Rheinland-Pfalz
Chinesischer Haupteigentümer des Flughafens Hahn ist pleite
„Die Restrukturierung der HNA Group Company Ltd aus Haikou (China) betrifft nicht den Betrieb des Flughafens Frankfurt-Hahn und seiner Betreibergesellschaft Frankfurt-Hahn GmbH“, sagte ein Sprecher des Hunsrück-Flughafens am Freitag. Die deutsche Gesellschaft erfülle unverändert ihre Verpflichtungen, hieß es weiter.

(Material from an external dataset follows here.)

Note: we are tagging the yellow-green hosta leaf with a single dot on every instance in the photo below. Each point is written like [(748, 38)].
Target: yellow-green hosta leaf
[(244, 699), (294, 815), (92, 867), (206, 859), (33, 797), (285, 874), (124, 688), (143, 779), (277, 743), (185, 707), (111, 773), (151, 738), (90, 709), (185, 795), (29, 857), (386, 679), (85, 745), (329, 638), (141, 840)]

Das Land Rheinland-Pfalz hat 2017 seine Anteile von 82,5 Prozent am Hunsrück-Flughafen Hahn an die HNA Airport Group verkauft, eine Tochtergesellschaft der HNA Group. Die restlichen 17,5 Prozent liegen als stille Beteiligung beim Bundesland Hessen. Rheinland-Pfalz hatte sich verpflichtet, bis 2024 finanzielle Hilfen für Betriebskosten, die Sicherheit und für Investitionen zu zahlen. Danach muss das Unternehmen nach EU-Vorgaben auf eigenen finanziellen Füßen stehen. Im Geschäftsjahr 2020 lag das Frachtaufkommen des Flughafens nach RHEINPFALZ-Informationen bei rund 240.000 Tonnen nach 171.000 Tonnen im Jahr 2019.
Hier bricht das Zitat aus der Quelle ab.